In the question the given rod has length l = 1.2m. Let us consider that it has a uniform cross section and it is circular. The diameter of the cross section is given to be 0.8cm. Therefore, its radius will be r = 0.4cm = $0.4\times {{10}^{-2}}m$.
The area of the cross section will be A = $\pi {{r}^{2}}=\pi {{\left( 0.4\times {{10}^{-2}} \right)}^{2}}=16\pi \times {{10}^{-6}}{{m}^{2}}$.
The resistance of the rod is given to be R = $3.5\times {{10}^{-3}}\Omega $.
Substitute the values of R, l and A equation (i).
$\Rightarrow 3.5\times {{10}^{-3}}\Omega =\dfrac{\rho (1.2)}{16\pi \times {{10}^{-6}}}$
$\Rightarrow \rho =\dfrac{3.5\times {{10}^{-3}}\times 16\pi \times {{10}^{-6}}}{1.2}=46.66\pi \times {{10}^{-9}}\Omega m$
This means that the resistivity of the metal from which the rod is made is $46.66\pi \times {{10}^{-9}}\Omega m$.
When a disc is made from this metal, the resistivity of the disc will also be $\rho =46.66\pi \times {{10}^{-9}}\Omega m$.

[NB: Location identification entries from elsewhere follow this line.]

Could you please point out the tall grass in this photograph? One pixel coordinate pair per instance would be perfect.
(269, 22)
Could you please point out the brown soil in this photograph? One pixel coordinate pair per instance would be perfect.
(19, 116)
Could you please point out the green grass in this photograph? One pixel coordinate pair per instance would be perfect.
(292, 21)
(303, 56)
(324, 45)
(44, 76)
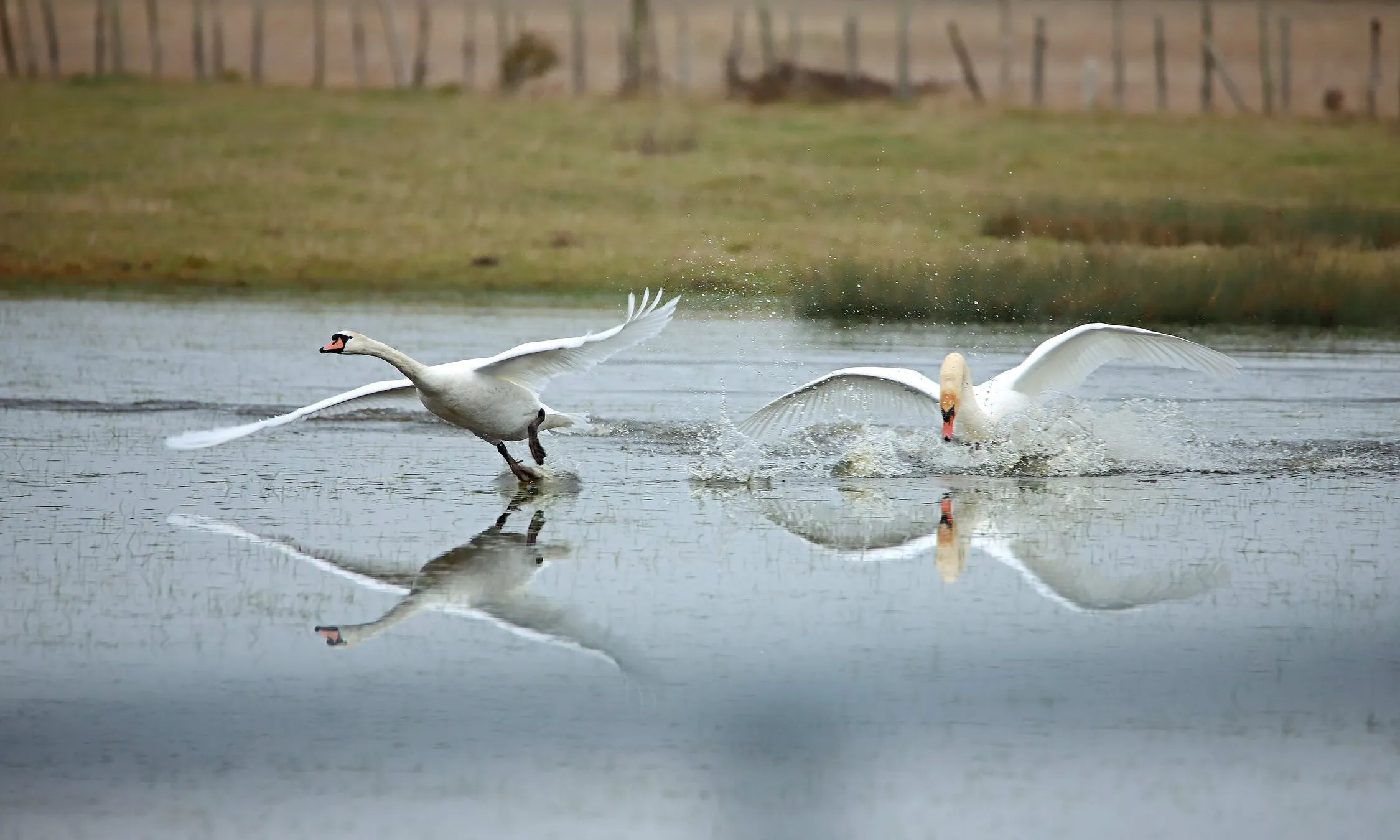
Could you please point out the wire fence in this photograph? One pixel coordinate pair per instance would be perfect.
(1171, 55)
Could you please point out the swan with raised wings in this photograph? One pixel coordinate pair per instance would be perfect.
(909, 398)
(496, 399)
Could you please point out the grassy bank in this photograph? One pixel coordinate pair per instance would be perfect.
(1116, 284)
(129, 185)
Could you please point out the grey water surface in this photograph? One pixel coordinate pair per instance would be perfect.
(1168, 608)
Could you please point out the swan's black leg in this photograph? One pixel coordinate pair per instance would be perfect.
(536, 524)
(523, 474)
(535, 450)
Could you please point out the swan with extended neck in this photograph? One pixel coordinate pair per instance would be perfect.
(909, 398)
(496, 399)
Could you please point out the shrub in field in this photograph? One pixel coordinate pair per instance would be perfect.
(530, 58)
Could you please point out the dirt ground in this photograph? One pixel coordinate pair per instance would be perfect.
(1329, 44)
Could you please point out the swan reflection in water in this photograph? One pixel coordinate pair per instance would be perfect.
(483, 579)
(1027, 530)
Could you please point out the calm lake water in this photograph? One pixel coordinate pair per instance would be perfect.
(1171, 611)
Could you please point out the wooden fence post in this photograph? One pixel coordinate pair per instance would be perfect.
(1207, 66)
(421, 48)
(357, 47)
(153, 35)
(794, 37)
(965, 60)
(391, 37)
(216, 32)
(98, 41)
(684, 51)
(768, 48)
(853, 48)
(255, 59)
(1038, 65)
(1004, 47)
(1374, 79)
(469, 45)
(12, 62)
(1266, 65)
(197, 40)
(1088, 83)
(31, 54)
(1119, 82)
(118, 47)
(503, 38)
(51, 35)
(579, 47)
(318, 51)
(902, 82)
(1160, 59)
(1225, 77)
(737, 37)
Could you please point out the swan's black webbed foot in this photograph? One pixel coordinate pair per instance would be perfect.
(536, 524)
(523, 472)
(535, 450)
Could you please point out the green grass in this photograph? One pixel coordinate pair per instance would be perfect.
(157, 188)
(1073, 284)
(1174, 223)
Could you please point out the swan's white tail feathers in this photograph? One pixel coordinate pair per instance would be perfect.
(213, 437)
(567, 422)
(390, 393)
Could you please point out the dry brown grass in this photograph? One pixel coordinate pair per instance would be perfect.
(1329, 44)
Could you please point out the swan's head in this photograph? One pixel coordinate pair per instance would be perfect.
(332, 636)
(953, 378)
(345, 340)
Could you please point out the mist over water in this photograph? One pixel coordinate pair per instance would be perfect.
(1160, 607)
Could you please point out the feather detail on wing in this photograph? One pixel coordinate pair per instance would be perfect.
(894, 396)
(534, 365)
(376, 395)
(1066, 360)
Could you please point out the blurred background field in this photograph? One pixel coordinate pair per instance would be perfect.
(867, 209)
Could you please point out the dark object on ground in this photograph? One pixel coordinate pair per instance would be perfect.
(530, 58)
(790, 82)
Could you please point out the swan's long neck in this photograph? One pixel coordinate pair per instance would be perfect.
(408, 366)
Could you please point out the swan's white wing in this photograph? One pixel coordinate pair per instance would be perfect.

It is given that the disc is 1.25mm thick and its diameter is 2cm. This means its radius r’ = 1cm.
Consider this disc as a cylinder. The length (l’) of the cylinder is the same as the width (thickness) of the disc. Therefore, l’ = 1.25mm = $1.25\times {{10}^{-3}}m$.
 The radius of the circular surface is r’ = 1cm = 0.01m. The cross sectional area of the cylinder will be A’ = $\pi r{{'}^{2}}=\pi {{\left( 0.01 \right)}^{2}}{{m}^{2}}$
The resistance of the disc will be $R'=\dfrac{\rho l'}{A'}$ …… (ii).
Substitute the values of $\rho $, l’, A’ in equation (ii).
$R'=\dfrac{\left( 46.66\pi \times {{10}^{-9}} \right)1.25\times {{10}^{-3}}}{\pi {{\left( 0.01 \right)}^{2}}}=5.82\times {{10}^{-7}}\Omega $
Hence, the correct option is C.

Note: Note that the resistivity is a material property. Meaning it depends on the material of a given substance. Substances of different shape and sizes but made up of the same material, have the same resistivity.